Variate-covariate models with MCMC

Data set download

[2]:

import polars as pl

import cmdstanpy
import arviz as az

import iqplot
import bebi103

import bokeh.io
bokeh.io.output_notebook()

Loading BokehJS ...

In Part 1, we considered models for microtubule size as a function of the size of droplets encapsulating them using data from Good, et al., Science, 342, 856-860, 2013. Here, we will use MCMC to obtain parameter estimates. We start by loading in the data set and making a quick plot.

[3]:

# Load in Data Frame
df = pl.read_csv(os.path.join(data_path, "good_invitro_droplet_data.csv"), comment_prefix="#")

# Pull out numpy arrays
ell = df["Spindle Length (um)"].to_numpy()
d = df["Droplet Diameter (um)"].to_numpy()

# Make a plot
p = bokeh.plotting.figure(
    frame_height=200,
    frame_width=300,
    x_axis_label="droplet diameter (µm)",
    y_axis_label="spindle length (µm)",
    x_range=[0, 250],
    y_range=[0, 50],
)

p.scatter(
    source=df.to_dict(),
    x="Droplet Diameter (um)",
    y="Spindle Length (um)",
    alpha=0.3,
)

bokeh.io.show(p)

Updated generative model

We will estimate parameters for the conserved tubulin model. In this model, the spindle length \(l\) is a function of droplet diameter \(d\) according to

\begin{align} l(d;\gamma, \phi) = \frac{\gamma d}{\left(1+(\gamma d/\phi)^3\right)^{\frac{1}{3}}}. \end{align}

We will model the variation off of this curve as Normally distributed (assuming homoscedasticity), such that our likelihood is defined as

\begin{align} l_i \mid d_i, \gamma, \phi, \sigma \sim \text{Norm}(l(d_i;\gamma, \phi), \sigma) \;\forall i. \end{align}

We will choose weakly informative priors. This is a departure from our approach the previous time we studied this data set in which we used Jeffreys priors. The Jeffreys priors allowed for an analytical treatment, but they did not codify our prior knowledge. If we wish to properly encode our prior knowledge in the prior, we usually have to sacrifice analytical tractability. But that’s ok, since we have MCMC!

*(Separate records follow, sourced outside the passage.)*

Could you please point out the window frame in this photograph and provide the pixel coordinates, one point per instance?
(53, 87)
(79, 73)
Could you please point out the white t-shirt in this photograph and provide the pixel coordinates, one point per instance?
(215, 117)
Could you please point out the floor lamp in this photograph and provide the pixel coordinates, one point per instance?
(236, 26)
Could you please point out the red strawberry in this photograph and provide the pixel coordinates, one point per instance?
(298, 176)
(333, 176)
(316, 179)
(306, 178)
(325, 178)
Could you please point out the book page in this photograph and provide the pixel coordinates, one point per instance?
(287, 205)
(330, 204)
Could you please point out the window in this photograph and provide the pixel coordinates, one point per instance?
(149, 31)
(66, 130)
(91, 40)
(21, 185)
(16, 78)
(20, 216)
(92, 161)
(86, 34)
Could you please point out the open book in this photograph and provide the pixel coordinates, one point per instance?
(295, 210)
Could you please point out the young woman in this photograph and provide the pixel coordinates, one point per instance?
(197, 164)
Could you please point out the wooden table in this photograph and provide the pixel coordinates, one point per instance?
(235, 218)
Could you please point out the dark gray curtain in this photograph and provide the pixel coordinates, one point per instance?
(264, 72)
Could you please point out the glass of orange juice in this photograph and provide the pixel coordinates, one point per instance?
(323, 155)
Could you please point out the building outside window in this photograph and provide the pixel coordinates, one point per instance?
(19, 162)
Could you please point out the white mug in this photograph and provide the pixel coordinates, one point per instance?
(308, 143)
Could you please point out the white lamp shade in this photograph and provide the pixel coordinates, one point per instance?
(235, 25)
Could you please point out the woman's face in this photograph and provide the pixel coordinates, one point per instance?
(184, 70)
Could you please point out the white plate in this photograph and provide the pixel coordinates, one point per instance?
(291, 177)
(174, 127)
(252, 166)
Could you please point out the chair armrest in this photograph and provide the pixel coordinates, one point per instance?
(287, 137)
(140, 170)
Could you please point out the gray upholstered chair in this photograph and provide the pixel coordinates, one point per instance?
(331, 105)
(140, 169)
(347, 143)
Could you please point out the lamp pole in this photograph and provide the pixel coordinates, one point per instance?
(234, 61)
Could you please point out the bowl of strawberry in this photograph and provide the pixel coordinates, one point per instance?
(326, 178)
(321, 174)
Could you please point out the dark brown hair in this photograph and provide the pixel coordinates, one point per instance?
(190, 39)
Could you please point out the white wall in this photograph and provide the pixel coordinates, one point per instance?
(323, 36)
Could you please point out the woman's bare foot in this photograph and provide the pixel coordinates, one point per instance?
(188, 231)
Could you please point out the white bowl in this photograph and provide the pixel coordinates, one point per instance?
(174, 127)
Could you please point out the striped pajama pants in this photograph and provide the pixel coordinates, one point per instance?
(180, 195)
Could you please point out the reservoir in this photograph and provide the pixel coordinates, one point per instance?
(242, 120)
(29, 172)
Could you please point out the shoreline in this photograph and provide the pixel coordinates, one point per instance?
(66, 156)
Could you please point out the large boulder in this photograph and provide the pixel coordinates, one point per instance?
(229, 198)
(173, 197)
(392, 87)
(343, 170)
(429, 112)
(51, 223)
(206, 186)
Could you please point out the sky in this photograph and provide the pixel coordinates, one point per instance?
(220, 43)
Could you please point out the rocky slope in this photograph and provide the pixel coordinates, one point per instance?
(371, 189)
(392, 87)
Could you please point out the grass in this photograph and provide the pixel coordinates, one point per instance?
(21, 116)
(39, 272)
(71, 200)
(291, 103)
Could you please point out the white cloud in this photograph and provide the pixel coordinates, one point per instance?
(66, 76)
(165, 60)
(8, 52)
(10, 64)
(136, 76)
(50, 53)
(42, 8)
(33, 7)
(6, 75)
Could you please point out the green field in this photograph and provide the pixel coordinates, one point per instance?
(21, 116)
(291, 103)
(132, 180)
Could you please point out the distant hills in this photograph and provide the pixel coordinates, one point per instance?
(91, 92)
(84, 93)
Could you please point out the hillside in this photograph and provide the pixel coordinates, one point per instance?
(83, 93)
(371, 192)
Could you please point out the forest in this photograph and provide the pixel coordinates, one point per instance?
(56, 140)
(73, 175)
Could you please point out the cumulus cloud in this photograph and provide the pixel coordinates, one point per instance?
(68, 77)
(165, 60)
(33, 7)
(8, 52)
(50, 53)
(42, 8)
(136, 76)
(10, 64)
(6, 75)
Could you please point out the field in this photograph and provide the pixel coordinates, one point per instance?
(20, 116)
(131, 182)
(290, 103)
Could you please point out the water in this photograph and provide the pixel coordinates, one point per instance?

We will build the prior for the three parameters \(\phi\), \(\gamma\), and \(\sigma\), taking each to be independent of the others. Let’s start with \(\sigma\). It is possible that the spindle size is very carefully controlled. It is also possible that it could be highly variable. So, we can choose a Half Normal prior for \(\sigma\) with a large scale parameter of 10 µm; \(\sigma \sim \text{HalfNorm}(10)\). For \(\gamma\), we know the physically is must be between zero and one (as we have worked out in previous lessons), so we will assume a prior on is close to uniform that domain, but with probability density dropping right at zero and one; \(\gamma \sim \text{Beta}(1.1, 1.1)\). For \(\phi\), the typical largest spindle size, we assume a smallest spindle of about a micron (right where I would start to feel uncomfortable betting the farm) and the largest spindle to be about a millimeter (the size of a very large cell, like a Xenopus egg). We therefore take \(\log_{10}\phi \sim \text{Norm}(1.5, 0.75)\), where \(\phi\) is in units of microns.

We thus have our complete generative model.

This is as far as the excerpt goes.